“There are those who seek knowledge for the sake of knowledge; that is curiosity. There are those who seek knowledge to be known by others; that is vanity. There are those who seek knowledge in order to serve; that is love.” – Bernard of Clairvaux
If you’re reading this blog post, then I can assume several things about you. First, you think of yourself as a writer and love belonging to a community of fellow writers. And second, you love learning new things. This generation has a greater wealth of information at their fingertips than any that came before, and this has given us an insatiable craving for knowledge.
This, of course, isn’t a bad thing. But we ought to pause and consider this question: why do we want to learn? What purpose do we have planned for the knowledge we will gain? If we simply plan on hoarding our knowledge and keeping it to ourselves, then we haven’t accomplished a thing for the world around us. If we plan on flaunting our knowledge for all the world to see so that others will admire us and we will feel better about who we are, then we have allowed ourselves to be chained to the harsh taskmaster that is pride. But if we wish to gain knowledge so we can use it to serve others better, well… then we have found the greatest motivation for learning that one could ever have: love.

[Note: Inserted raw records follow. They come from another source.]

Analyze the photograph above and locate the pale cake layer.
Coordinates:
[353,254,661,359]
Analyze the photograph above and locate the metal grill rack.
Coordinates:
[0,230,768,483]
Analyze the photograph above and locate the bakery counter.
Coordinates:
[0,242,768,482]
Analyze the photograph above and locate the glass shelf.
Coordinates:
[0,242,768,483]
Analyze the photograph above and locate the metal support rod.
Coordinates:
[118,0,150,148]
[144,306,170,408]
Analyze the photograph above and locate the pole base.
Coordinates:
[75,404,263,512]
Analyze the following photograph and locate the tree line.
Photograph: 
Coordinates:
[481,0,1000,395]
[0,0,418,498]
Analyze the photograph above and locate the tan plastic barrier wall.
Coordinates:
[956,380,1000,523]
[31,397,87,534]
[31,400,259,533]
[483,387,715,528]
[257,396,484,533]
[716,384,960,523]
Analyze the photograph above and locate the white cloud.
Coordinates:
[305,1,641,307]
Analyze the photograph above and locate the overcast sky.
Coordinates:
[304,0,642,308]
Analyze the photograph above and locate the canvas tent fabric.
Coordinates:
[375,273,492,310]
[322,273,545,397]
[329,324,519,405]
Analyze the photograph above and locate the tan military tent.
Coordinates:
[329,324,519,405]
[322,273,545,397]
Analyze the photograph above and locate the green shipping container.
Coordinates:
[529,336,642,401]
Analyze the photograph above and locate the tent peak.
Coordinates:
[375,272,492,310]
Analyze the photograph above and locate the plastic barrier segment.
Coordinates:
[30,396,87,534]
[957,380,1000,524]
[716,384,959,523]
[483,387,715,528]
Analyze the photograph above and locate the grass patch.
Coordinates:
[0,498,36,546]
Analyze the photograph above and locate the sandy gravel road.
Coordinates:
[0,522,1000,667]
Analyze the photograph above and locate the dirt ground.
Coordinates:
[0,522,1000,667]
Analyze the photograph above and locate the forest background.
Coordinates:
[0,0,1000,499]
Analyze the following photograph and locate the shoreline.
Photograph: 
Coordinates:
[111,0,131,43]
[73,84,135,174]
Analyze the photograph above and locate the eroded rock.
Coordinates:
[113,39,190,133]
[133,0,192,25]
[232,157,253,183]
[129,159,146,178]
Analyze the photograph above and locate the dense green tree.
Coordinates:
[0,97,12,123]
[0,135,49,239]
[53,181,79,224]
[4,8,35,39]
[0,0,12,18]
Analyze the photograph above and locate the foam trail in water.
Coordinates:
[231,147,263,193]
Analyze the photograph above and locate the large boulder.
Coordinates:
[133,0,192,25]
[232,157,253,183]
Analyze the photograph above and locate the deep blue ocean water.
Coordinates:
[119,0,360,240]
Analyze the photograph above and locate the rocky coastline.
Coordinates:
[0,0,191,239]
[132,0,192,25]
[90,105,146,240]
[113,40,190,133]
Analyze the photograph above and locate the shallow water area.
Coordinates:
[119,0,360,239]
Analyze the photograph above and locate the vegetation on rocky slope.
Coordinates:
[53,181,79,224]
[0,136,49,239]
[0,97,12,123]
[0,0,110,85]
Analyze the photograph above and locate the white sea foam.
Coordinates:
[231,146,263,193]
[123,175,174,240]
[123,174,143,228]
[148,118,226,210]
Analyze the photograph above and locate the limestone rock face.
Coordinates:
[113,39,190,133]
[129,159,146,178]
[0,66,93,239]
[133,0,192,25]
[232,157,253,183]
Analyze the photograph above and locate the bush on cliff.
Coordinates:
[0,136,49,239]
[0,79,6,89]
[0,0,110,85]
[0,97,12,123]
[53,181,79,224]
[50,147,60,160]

Believe it or not, the Bible tells us that the purpose of instruction and knowledge is love. In I Timothy 1:5, Paul writes, “The goal of our instruction is love from a pure heart and a good conscience and a sincere faith.”
What does that mean exactly? It means that we do not engage in Bible Study and other academic endeavors so we can become puffed up with pride and feel good about ourselves. Nor do we engage in intellectual pursuits so we can look down on others and judge them for not having had the same opportunities for learning that we have been given. No, it means that everything we learn – each piece of knowledge we gain – is granted to us so that we can love and serve others better. Why do we study the Bible? So we can learn to love as Christ loves, and serve as Christ serves.
I’m a teacher, a pastor, and an eternal student. Needless to say, I fell head over heels with learning a long time ago. But I need to continually remind myself that the purpose of my learning is to be better prepared to serve others.
And if I teach my students or my congregation hundreds of facts, without also showing them how to use this knowledge to serve the world around them, then I have wasted my breath.
Friends – let’s get excited about going out there and learning something new today…
…and even more excited about using that knowledge to change our world.